Brown-headed cowbirds are sociable at night but alone by day. Mating happens at this period, usually in the pair’s home area, away from other birds. Morning lone females search for host nests. Brown-headed cowbirds feed in groups in the late afternoon. During the winter, they flock with other icterids and European starlings. Roosting populations can reach 38 million. The amount of displacements, song spreads, and flight whistles in a male’s repertoire establishes social order.
Molothrus Ater Scientific Classification
- Kingdom: Animalia
- Phylum: Chordata
- Subphylum: Chelicerata
- Class: Aves
- Order: Passeriformes
- Family: Icteridae
- Genus: Molothrus
- Species: Molothrus ater
Best time of the year to see
In the United States, the best time of year to see these birds is all year round, regardless of the season. This refers to any month of the year between January and December.
Distribution of the Brown-headed Cowbird in the USA
Breeds throughout a large section of Canada, from southern Yukon and the Northwest Territories to the southeastern United States. Winters in the middle and southern regions of its breeding range, which stretches from the Pacific Coast to the southwest, the Ohio River Valley, and southern New England, all the way to Mexico.

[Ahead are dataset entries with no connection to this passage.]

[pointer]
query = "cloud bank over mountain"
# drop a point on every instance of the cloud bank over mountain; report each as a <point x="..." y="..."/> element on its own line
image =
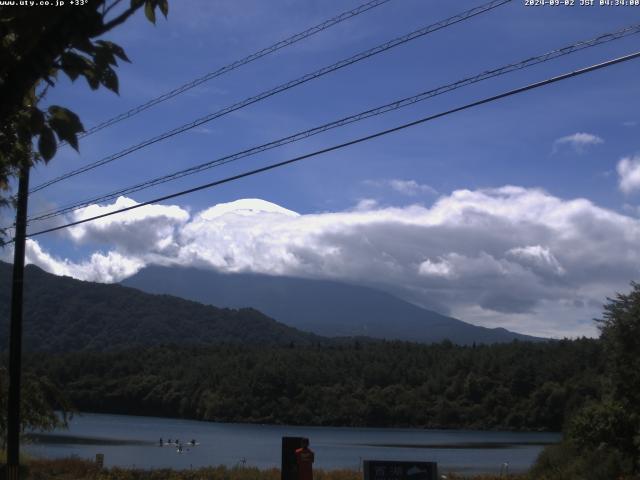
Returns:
<point x="512" y="257"/>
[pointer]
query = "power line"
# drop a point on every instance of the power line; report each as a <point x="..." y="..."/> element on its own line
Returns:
<point x="281" y="88"/>
<point x="633" y="29"/>
<point x="273" y="166"/>
<point x="238" y="63"/>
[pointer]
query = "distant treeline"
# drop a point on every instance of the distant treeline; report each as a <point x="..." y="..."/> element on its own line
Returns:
<point x="504" y="386"/>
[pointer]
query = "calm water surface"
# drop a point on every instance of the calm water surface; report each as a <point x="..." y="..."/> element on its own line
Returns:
<point x="133" y="441"/>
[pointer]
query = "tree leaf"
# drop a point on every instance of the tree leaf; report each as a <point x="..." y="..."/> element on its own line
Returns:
<point x="164" y="7"/>
<point x="109" y="79"/>
<point x="149" y="11"/>
<point x="66" y="124"/>
<point x="47" y="144"/>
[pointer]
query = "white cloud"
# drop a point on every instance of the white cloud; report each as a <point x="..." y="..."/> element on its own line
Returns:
<point x="537" y="257"/>
<point x="629" y="174"/>
<point x="411" y="187"/>
<point x="439" y="268"/>
<point x="512" y="257"/>
<point x="406" y="187"/>
<point x="578" y="141"/>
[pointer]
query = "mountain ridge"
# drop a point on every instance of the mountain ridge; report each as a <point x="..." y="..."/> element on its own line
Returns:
<point x="65" y="314"/>
<point x="323" y="307"/>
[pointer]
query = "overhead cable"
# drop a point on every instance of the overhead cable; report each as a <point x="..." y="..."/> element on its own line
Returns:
<point x="273" y="166"/>
<point x="529" y="62"/>
<point x="280" y="88"/>
<point x="236" y="64"/>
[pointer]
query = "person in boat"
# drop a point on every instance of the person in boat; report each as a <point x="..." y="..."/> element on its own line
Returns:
<point x="304" y="459"/>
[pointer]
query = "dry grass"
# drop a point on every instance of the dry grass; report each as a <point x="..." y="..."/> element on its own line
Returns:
<point x="78" y="469"/>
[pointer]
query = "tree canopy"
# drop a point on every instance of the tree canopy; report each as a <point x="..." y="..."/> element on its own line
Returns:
<point x="36" y="45"/>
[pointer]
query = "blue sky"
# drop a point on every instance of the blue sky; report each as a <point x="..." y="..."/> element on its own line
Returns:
<point x="559" y="148"/>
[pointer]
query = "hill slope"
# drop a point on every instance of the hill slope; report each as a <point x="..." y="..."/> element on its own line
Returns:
<point x="323" y="307"/>
<point x="63" y="314"/>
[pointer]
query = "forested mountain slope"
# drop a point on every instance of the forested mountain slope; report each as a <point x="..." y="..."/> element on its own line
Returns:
<point x="63" y="314"/>
<point x="323" y="307"/>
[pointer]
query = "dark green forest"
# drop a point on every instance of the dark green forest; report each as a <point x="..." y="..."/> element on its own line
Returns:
<point x="64" y="314"/>
<point x="520" y="385"/>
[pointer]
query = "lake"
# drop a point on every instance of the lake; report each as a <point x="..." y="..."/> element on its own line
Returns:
<point x="134" y="441"/>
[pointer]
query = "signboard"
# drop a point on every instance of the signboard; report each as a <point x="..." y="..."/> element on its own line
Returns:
<point x="391" y="470"/>
<point x="289" y="469"/>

The Brown-headed Cowbird can be found in the following states in the United States – Alabama, Alaska, Arizona, Arkansas, California, Colorado, Connecticut, Delaware, Florida, Georgia, Hawaii, Idaho, Illinois, Indiana, Iowa, Kansas, Kentucky, Louisiana, Maine, Maryland, Massachusetts, Michigan, Minnesota, Mississippi, Missouri, Montana, Nebraska, Nevada, New Hampshire, New Jersey, New Mexico, New York, North Carolina, North Dakota, Ohio, Oklahoma, Oregon, Pennsylvania, Rhode Island, South Carolina, South Dakota, Tennessee, Texas, Utah, Vermont, Virginia, Washington, West Virginia, Wisconsin and Wyoming.